VIVAVirus corona atau COVID-19 telah mengganggu kehidupan jutaan orang dan dengan dimulainya jenis COVID-19, orang-orang telah memasuki keadaan kacau dan kebingungan lagi. Sejak berita virus corona merebak di dunia, jumlah gejala terkait COVID-19 semakin meningkat dan bertambah.

Meskipun gejala COVID-19 dapat berubah dari ringan hingga parah dan bahkan dapat berakibat fatal, ada kemungkinan besar bahwa itu hanya merupakan tanda infeksi flu.

Keadaan panik yang dipicu oleh virus mematikan itu begitu tinggi sehingga flu biasa atau batuk pun terkadang disalahartikan sebagai gejala COVID-19. Oleh karena itu, sangat penting untuk membedakan kedua penyakit tersebut, terutama pada saat flu menyebar seperti virus corona, dilansir dari Times of India.

Flu dan COVID-19 adalah virus pernapasan yang mungkin berbeda dalam tingkat risikonya, tetapi ditularkan dengan cara yang sama. Penularan infeksi terjadi dalam bentuk tetesan atau melalui udara di alam. SARS-COV-2 dan flu influenza menyebar melalui tetesan dan menyebabkan infeksi pada jalur pernapasan baik secara langsung melalui kontak atau melalui permukaan yang terkontaminasi.

COVID-19 tampaknya menyebar lebih mudah daripada flu dan menyebabkan penyakit yang lebih serius pada beberapa orang. Karena gejala flu dan COVID-19 serupa, mungkin sulit untuk membedakan keduanya berdasarkan gejalanya saja.

Menurut HSE, mengenai perbedaan antara Covid-19 dan flu, ada empat poin utama.

- Sesak napas biasa terjadi pada COVID-19 tetapi tidak dengan flu.

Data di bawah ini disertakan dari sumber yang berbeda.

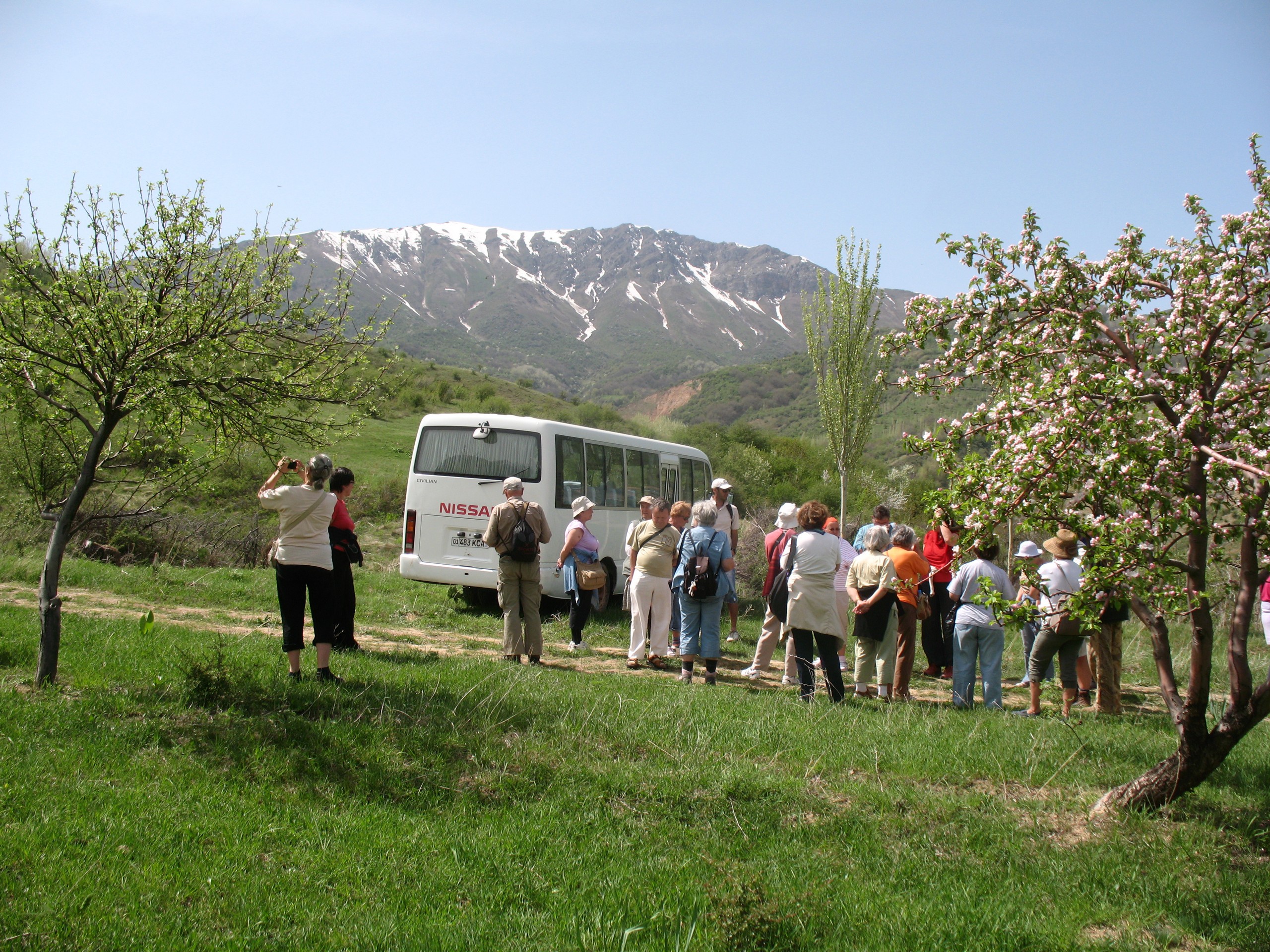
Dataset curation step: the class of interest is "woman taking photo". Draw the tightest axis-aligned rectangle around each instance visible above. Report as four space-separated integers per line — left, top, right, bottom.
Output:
256 453 342 684
781 500 843 702
556 496 599 651
671 499 737 684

- Tidak seperti virus corona, hilangnya indera penciuman atau pengecap sangat jarang terjadi dengan flu.

- Sakit kepala lebih jarang terjadi pada pasien COVID-19, tetapi itu gejala klasik flu.

- Merasa sakit atau mual lebih sering dengan COVID dan lebih jarang dengan flu.

Meskipun COVID-19 dan flu adalah penyakit pernapasan, mereka memiliki banyak gejala yang umum dan bervariasi, mulai dari ringan hingga parah. Beberapa gejala umum COVID-19 dan flu.

- Demam
- Pilek
- Kelelahan
- Kehilangan indra penciuman
- Sakit tenggorokan
- Nyeri dada dan sesak napas

Lalu bagaimana mencegah, supaya tidak terinfeksi virus corona. Dengan menjaga jarak yang tepat dan menghindari kontak yang tidak perlu dengan orang-orang, seseorang dapat mencegah bahaya infeksi.

Sementara flu dan COVID-19 menyebar melalui kontak dengan orang yang terinfeksi, itu hanya ideal untuk mengikuti pedoman dan protokol jarak sosial.

Meskipun banyak yang masih meremehkan manfaat memakai masker, ini adalah tindakan pencegahan yang tidak hanya membantu Anda melindungi diri dari virus korona baru, tetapi juga melindungi Anda dari berbagai flu dan infeksi virus.

Selain jarak sosial dan memakai masker, mencuci tangan secara berkala dan membersihkan permukaan yang sering disentuh benar-benar dapat menurunkan risiko tertular segala bentuk penyakit menular.

Untuk flu influenza, mendapatkan vaksinasi flu dapat membantu mencegah virus.